The Out of the Jungle blog alerted me to a recent publication from the Pew Internet & American Life Project:
Respondents to the fourth "Future of the Internet" survey, conducted by the Pew Internet & American Life Project and Elon University's Imagining the Internet Center, were asked to consider the future of the internet-connected world between now and 2020 and the likely innovation that will occur. The survey required them to assess 10 different "tension pairs" - each pair offering two different 2020 scenarios with the same overall theme and opposite outcomes - and to select the one most likely choice of two statements. Although a wide range of opinion from experts, organizations, and interested institutions was sought, this survey, fielded from Dec. 2, 2009 to Jan. 11, 2010, should not be taken as a representative canvassing of internet experts. By design, the survey was an "opt in," self-selecting effort.
The question was first asked by Nicholas Carr in 20081: "Is Google Making us Stupid?" Carr argued that the ease of online searching and distractions of browsing through the web were possibly limiting his capacity to concentrate. "I'm not thinking the way I used to," he wrote, in part because he is becoming a skimming, browsing reader, rather than a deep and engaged reader. "The kind of deep reading that a sequence of printed pages promotes is valuable not just for the knowledge we acquire from the author's words but for the intellectual vibrations those words set off within our own minds. In the quiet spaces opened up by the sustained, undistracted reading of a book, or by any other act of contemplation, for that matter, we make our own associations, draw our own inferences and analogies, foster our own ideas.... If we lose those quiet spaces, or fill them up with ‘content,' we will sacrifice something important not only in our selves but in our culture."
Many of the respondents to the survey were indeed Internet experts, and perhaps their responses are more likely to be positive towards the future use of the Internet.

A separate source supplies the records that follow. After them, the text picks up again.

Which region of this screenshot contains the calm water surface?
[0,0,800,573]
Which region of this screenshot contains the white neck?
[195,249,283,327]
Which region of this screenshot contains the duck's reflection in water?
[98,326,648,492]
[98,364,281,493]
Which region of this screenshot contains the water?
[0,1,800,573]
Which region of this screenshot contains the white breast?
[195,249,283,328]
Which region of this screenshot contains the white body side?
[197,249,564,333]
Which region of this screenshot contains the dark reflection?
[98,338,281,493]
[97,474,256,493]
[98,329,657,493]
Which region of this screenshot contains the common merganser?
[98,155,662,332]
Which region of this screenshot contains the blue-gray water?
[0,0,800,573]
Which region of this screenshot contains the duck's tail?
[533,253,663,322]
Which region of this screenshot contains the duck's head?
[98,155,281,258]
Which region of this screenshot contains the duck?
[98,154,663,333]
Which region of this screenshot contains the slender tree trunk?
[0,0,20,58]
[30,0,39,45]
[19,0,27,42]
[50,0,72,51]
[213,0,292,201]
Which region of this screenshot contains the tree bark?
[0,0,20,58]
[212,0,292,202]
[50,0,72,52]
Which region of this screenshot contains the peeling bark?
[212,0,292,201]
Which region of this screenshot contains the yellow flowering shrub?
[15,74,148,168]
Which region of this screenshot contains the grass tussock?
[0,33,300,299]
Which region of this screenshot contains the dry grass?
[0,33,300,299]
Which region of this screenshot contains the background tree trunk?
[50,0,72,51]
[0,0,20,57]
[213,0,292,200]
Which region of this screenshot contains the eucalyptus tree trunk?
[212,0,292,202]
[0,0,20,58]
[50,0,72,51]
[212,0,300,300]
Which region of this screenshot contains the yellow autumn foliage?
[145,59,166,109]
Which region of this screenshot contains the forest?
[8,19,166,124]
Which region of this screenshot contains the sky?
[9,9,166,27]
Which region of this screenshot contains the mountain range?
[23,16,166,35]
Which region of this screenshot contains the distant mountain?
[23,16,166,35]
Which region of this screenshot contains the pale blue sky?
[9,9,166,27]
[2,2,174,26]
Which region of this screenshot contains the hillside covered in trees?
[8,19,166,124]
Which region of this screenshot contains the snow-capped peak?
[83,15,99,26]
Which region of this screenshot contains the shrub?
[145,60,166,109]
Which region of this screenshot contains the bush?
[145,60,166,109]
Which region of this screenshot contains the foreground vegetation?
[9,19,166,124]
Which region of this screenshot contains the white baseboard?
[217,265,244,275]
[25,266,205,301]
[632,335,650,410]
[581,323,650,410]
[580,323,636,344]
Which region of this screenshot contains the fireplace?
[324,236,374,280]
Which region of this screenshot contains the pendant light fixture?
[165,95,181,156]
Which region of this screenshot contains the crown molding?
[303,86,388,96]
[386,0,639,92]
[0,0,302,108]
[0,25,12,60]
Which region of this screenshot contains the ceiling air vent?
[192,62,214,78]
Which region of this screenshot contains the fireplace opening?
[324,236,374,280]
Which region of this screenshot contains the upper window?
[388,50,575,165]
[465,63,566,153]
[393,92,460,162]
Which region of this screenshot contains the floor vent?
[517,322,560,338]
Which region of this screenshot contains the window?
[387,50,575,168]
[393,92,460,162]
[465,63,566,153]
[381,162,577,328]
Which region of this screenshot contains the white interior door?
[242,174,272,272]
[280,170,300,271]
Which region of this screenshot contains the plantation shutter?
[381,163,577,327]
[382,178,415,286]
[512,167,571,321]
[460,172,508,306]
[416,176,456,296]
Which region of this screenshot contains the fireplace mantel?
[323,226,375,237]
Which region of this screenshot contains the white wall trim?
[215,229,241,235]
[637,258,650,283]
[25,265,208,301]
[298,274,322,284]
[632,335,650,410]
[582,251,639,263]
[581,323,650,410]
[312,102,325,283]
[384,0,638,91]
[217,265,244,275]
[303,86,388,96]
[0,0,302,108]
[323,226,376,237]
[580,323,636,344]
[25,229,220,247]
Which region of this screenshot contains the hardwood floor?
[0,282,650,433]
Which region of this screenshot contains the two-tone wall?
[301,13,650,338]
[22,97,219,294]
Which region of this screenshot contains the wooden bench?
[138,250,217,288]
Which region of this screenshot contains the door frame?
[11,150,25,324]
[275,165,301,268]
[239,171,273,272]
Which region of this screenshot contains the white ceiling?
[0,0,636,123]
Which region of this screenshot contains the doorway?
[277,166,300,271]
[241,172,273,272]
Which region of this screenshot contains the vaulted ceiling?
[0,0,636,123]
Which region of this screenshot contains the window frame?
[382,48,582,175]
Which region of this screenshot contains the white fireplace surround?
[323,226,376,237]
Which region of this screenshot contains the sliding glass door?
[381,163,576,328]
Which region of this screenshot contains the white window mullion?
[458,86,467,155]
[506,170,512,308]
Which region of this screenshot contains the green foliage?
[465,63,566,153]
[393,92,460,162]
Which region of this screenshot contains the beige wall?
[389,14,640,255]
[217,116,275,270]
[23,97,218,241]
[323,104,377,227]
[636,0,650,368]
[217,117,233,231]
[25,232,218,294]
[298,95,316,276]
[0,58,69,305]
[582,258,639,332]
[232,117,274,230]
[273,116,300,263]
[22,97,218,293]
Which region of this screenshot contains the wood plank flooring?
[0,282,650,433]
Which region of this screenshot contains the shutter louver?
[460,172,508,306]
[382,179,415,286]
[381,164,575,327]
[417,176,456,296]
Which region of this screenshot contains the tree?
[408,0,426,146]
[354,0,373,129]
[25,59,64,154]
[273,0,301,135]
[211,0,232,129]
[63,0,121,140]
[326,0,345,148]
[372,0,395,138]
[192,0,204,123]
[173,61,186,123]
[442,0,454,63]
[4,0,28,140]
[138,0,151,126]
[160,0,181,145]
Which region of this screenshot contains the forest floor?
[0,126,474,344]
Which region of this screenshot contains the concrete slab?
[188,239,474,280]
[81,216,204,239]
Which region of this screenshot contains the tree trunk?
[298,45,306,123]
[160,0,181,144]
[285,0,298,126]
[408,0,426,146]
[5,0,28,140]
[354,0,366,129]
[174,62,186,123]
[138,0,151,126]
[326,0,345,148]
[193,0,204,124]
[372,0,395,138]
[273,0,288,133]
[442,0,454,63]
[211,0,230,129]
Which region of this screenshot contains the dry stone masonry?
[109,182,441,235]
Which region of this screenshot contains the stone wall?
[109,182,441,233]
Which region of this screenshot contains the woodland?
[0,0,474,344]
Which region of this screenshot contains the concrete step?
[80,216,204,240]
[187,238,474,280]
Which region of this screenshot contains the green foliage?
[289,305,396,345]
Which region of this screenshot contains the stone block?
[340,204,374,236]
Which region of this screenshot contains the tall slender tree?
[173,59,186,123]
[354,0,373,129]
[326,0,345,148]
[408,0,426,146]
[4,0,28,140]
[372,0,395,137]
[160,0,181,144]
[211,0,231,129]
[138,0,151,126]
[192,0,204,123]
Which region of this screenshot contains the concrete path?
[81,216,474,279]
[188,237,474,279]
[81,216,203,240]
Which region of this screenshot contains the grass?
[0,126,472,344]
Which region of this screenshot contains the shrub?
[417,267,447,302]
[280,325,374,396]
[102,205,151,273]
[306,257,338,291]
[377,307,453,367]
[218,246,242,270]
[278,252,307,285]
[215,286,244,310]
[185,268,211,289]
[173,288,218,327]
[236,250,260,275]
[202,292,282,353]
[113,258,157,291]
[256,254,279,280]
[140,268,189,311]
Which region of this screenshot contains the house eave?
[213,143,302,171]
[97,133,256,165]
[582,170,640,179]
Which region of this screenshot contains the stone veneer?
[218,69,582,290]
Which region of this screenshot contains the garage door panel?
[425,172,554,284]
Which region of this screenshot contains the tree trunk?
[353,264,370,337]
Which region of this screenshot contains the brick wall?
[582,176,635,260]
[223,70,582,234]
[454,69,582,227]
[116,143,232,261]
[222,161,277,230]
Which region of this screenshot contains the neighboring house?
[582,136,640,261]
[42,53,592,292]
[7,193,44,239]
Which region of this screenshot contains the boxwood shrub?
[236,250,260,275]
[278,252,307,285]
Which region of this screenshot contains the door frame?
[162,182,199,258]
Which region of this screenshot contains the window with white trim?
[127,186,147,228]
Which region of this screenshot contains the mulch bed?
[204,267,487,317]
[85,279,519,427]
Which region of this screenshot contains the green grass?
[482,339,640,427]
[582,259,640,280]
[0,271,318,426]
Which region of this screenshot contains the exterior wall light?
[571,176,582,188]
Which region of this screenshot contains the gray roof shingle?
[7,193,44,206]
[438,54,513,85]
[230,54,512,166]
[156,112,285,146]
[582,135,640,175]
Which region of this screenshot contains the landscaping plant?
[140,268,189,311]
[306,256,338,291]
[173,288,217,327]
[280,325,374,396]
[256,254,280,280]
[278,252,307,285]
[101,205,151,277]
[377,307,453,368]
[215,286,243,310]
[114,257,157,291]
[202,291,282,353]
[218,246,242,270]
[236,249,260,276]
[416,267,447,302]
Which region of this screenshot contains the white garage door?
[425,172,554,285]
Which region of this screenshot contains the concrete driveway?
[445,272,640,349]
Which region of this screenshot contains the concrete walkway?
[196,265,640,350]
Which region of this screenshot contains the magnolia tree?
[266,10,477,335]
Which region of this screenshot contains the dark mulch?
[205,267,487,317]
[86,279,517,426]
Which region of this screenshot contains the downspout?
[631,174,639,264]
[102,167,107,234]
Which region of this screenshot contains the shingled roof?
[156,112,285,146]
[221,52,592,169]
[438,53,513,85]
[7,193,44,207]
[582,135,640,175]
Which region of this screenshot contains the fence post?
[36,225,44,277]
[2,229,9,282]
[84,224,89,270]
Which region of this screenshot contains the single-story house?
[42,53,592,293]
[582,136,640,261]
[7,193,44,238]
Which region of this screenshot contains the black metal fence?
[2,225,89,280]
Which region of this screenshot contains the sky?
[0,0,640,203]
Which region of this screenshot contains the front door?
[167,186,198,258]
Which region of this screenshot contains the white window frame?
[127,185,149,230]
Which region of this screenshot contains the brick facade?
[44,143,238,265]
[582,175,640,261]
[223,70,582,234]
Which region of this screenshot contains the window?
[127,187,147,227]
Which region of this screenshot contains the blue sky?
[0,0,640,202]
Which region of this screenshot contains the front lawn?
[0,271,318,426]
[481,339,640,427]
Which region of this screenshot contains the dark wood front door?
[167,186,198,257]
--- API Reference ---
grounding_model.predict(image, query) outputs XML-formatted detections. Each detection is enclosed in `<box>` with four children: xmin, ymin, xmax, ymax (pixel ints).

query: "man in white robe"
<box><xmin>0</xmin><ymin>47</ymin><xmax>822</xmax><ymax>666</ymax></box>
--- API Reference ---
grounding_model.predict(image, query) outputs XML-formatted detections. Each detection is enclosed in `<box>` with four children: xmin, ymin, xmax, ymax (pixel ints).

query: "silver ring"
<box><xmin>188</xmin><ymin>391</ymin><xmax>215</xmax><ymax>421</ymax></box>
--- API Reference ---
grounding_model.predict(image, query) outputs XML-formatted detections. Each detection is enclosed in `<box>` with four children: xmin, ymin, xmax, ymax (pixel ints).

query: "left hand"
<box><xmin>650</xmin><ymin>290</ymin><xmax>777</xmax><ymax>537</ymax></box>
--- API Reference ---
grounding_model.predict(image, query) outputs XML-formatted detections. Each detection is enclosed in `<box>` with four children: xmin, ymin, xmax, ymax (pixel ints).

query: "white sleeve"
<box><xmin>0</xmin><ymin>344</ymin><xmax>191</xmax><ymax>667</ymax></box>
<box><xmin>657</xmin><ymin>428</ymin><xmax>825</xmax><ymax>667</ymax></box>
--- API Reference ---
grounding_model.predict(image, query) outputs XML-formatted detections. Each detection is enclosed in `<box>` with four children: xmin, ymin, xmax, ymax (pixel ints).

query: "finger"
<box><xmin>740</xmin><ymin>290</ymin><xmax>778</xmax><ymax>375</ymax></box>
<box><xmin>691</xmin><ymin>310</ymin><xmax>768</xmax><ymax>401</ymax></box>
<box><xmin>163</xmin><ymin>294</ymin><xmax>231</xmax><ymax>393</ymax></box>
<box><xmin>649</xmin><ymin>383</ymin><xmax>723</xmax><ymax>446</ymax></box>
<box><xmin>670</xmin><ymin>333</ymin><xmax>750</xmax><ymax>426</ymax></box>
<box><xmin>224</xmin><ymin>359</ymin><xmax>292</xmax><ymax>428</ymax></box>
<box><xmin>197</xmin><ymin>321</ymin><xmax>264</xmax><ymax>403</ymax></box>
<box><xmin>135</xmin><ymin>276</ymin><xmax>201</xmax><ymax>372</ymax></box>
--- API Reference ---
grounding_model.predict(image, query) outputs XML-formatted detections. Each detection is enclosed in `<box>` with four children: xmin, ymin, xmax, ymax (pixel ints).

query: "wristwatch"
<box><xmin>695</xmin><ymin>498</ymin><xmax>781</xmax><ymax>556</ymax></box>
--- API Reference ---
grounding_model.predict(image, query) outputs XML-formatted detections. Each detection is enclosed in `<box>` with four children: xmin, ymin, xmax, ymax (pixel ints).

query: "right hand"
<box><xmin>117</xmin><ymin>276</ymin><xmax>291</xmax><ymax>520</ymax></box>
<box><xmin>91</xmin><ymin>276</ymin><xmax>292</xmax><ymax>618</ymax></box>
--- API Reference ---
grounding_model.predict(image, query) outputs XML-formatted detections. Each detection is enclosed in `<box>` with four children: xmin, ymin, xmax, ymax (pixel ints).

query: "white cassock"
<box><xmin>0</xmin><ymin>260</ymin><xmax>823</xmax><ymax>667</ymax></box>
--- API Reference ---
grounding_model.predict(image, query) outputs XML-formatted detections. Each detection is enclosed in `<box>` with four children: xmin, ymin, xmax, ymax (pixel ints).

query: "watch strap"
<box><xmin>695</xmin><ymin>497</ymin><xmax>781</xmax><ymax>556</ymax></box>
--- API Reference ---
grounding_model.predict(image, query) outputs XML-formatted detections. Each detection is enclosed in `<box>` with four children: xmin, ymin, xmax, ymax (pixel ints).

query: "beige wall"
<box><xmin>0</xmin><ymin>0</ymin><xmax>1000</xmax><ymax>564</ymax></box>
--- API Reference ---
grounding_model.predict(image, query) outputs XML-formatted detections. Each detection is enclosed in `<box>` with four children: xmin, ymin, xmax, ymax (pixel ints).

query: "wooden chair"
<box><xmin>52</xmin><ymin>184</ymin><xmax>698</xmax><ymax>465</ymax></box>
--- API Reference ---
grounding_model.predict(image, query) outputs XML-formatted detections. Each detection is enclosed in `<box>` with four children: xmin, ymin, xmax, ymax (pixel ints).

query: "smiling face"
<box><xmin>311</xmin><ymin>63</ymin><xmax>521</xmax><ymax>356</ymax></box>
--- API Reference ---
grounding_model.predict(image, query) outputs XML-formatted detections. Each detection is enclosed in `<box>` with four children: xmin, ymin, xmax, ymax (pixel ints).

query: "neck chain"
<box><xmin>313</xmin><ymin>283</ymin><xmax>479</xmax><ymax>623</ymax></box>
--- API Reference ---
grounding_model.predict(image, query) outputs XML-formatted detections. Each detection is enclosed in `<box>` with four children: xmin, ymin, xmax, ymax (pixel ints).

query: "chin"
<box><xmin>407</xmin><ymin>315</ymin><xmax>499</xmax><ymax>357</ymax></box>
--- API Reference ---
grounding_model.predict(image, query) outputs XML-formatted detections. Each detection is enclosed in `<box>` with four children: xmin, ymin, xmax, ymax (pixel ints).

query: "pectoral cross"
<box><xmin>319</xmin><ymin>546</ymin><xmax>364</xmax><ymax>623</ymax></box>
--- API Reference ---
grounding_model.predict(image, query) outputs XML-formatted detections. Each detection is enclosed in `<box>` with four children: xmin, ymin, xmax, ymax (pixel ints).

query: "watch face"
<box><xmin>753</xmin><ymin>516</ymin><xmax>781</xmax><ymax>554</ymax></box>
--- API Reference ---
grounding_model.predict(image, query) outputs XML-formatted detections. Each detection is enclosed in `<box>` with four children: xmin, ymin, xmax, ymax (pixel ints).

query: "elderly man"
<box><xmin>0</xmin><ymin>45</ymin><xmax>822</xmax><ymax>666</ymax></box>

Google, and other online tools, can lead users to be more informed, but perhaps not more intelligent. I was particularly struck by one quote, which lead me to think about how students are using Google for legal and scholarly research:
"Google will make us stupid and intelligent at the same time. In the future, we will live in a transparent 3D mobile media cloud that surrounds us everywhere. In this cloud, we will use intelligent machines, to whom we delegate both simple and complex tasks. Therefore, we will lose the skills we needed in the old days (e.g., reading paper maps while driving a car). But we will gain the skill to make better choices (e.g., knowing to choose the mortgage that is best for you instead of best for the bank). All in all, I think the gains outweigh the losses." -- Marcel Bullinga, Dutch Futurist at futurecheck.com
An optimistic view, but nevertheless a note of caution. The other quotes available at Pew are worth a read too.